DIONYSOS PATER LIBER (Doceava vértebra)







XII.







CELSO, FILOSOFO ROMANO (siglo dos)

      El dogmatismo, una opinión cerrada, ciega, opuesta a la libertad máxima, la del pensamiento, es la principal característica de estos charlatanes iluminados, de esta peligrosa secta surgida del judaísmo, los cristianos, substantivo que derivan del « christos », su dios resurrecto. ¿Puede acaso un cuerpo muerto, y desde ya en proceso de descomposición, volver a su estado animado y vital primero? No sabiendo cómo responder a la razón, los cristianos hacen acopio de delirios y de absurdos. Dicen que para su dios, el dios hebreo, según ellos el único y verdadero, todo es posible; pero la vida, la naturaleza, no puede realizar ni desear algo tan vergonzozo contrario a ella misma, que todo asimila y transforma. En cuanto a los dioses, que son símbolos, hay multitud, según la cultura y la civilización en el vasto mundo. En el que nos concierne, pienso en el orfismo, una antigua doctrina que propone la salvación del alma, el elemento sutil, después de la muerte, como ahora los cristianos.
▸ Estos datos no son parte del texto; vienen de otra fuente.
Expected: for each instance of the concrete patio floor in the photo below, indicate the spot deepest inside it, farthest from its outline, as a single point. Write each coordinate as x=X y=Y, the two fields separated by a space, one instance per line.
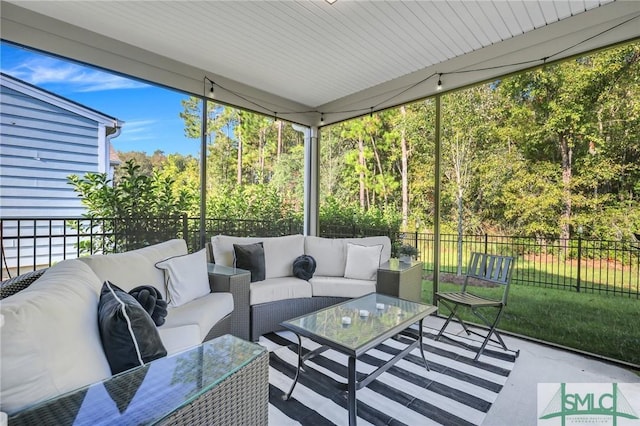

El orfismo desafía o cuestiona, desde el interior de la religión griega madre, sus valores, como ahora los cristianos. No puedo asegurarlo por falta de fuentes, pero aventuro la hipótesis de que el orfismo también tiene un discurso escatológico, un discurso sobre el fin del mundo, como ahora los cristianos. El orfismo lanza la idea del ser que todo contiene, no del ser único, decir único es una absurdidad.  El orfismo lanza la idea de un ser todopoderoso y autoengendrado, el Fanes órfico, muy distinto del entronizado por la religión oficial. Esta idea del ser único  es recuperada por el judaísmo, luego por los cristianos, secta de éste, como el zoroastrismo del mazdeísmo, como el budismo del hinduísmo.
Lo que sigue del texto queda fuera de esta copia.